…くそっ!また霧かよ!!


こんなもの!


「ゲイルド!!」


魔方陣が現れ、風を起こす。



「…嘘だろ…!?」




視界が開けると、そこには巨大なヘビ…



いや、美しい水龍がいた。



水龍は動かず、じっとこちらを見ていた



外の霧もこいつが原因か!!



それにしても水龍…!


さすが魔王の城!!!


こうでなくっちゃ!!


俺は腰から片手剣を抜く。


あいにく魔法はあまり得意ではないので、初級魔法しか使えない。



だが、剣の腕だけは自国で一番と言っていい。


水龍ぐらい倒せなくてどうする!


剣を持っている腕にグッと力を入れる。


『…お前は、魔王会いに来たのか…?』


突然、声が聞こえた。


「なっ…喋れるのか!…いや、テレパシーのようなものか。

…そうだ!俺は魔王を…各地で魔物を操って被害を出しているサタンを退治しに来た勇者だ!!」


…正直、自分で勇者って言うの少し恥ずかしいよな…


『…魔王はいない。
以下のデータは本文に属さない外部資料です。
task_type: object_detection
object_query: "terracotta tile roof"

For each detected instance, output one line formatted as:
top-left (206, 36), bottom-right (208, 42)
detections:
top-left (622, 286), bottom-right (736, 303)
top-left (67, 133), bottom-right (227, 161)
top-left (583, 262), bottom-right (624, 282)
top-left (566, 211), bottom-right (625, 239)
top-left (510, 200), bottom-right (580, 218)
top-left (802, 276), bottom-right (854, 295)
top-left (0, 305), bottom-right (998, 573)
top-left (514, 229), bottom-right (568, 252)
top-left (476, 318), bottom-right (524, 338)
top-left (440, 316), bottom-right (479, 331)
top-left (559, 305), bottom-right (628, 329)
今は、な…』



「いや、魔王はいなくても、その弟子がいると聞いた。そいつと会って話をしたい。

もし噂通りの魔王のような輩だったら…倒す。」



この魔王の弟子…というやつは謎が多すぎる。


ひとまずここを通りたい。


「ってことで、通してくれませんかね?」


戦わずにすんだら一番なんだけど。


『ならん…ここは通すなと主人からの命令だ。帰れ。』


ですよねー。


「それじゃあ、力ずくにで…もっ!」


勢いよく走り出す。


『…愚かな。』


水龍は俺に向かって水の塊を吐き出してくる。


持ち前の脚力で左右にかわしながら、後ろに回り込む。


体がでかい分、動きが遅い…!!


すると水龍は巨大な尻尾で俺を壁に叩きつけた。


「ぐっ…!」


剣を盾にして防いだが、壁に当たって結構痛い。

「うわっ!!」


続いて水龍は水の塊を打ってくる。


「ファイアっ!」


炎を放って打ち消そうとするが、やはり威力が弱い。


「くそっ!!」


慌てて水の塊を避ける。



こうなったら…あんまりやりたくないけど…


俺は水龍の正面に回り込み、片手剣を両腕で持ち、グッと構える。


『…これで最後だ。』


とてつもなく巨大な水の渦が勢いよく放たれる。


俺は自分の体を魔方陣で包み、水龍を剣で受け止める。


「…はぁっ!!」


パッ水が弾け飛んだ。


俺の剣は金属製の剣から、水属性の剣へと進化していた。


『貴様…!私の水を…吸収したのか!?』


そう、俺には特別な体質が1つだけあった。


それは相手の魔力を吸収することができることだ。


ただし、あまり強大な魔力を吸収すると、キャパオーバーで死んじまうけど。


難点はこれを使うと、体力消耗が激しい。


だから、1撃で決めないと!


「ヘイストっ!!」


ヘイストは動きが速くなる魔法だ。


俺はあまり魔力が多くない。



これが最後の魔法だ。



一気に間合いまで詰める。


長い尻尾も速さでかわす。



『甘いぞ!』



右側から突然なにかがぶつかった。


「ぐっ!」


尻尾っ!?さっき避けたはず!


よく見ると、それは水でできた第2の尻尾だった。


「そんなんありかよ…」


水の尻尾は体に巻きつき、自由を奪う。


『終わりだ』


さっきと同じくらいの水の塊が放たれる。


「…バウォタ!」


俺のズボンのポッケが光り、水の壁が俺の前に現れる。


その水の壁は、見事に水龍の攻撃を防いだ。


『! スフィアか…』


ポケットの中で、パリンッと割れたような音がした。


一瞬だけ尻尾が緩んだのを見逃さず脱出する。


ヘイストで速くなった足を利用し水龍の懐に飛び込む。


「ご名答!これで終わりだ!!」


さっき水龍の魔力を吸収した剣を、深々と心臓ぐらいの位置に突き刺す。


『………』


水龍は水になり、地面にパシャり、と音を立てて消えた。


水属性vs水属性なので少し不安だったが、ちゃんと効いたようだ。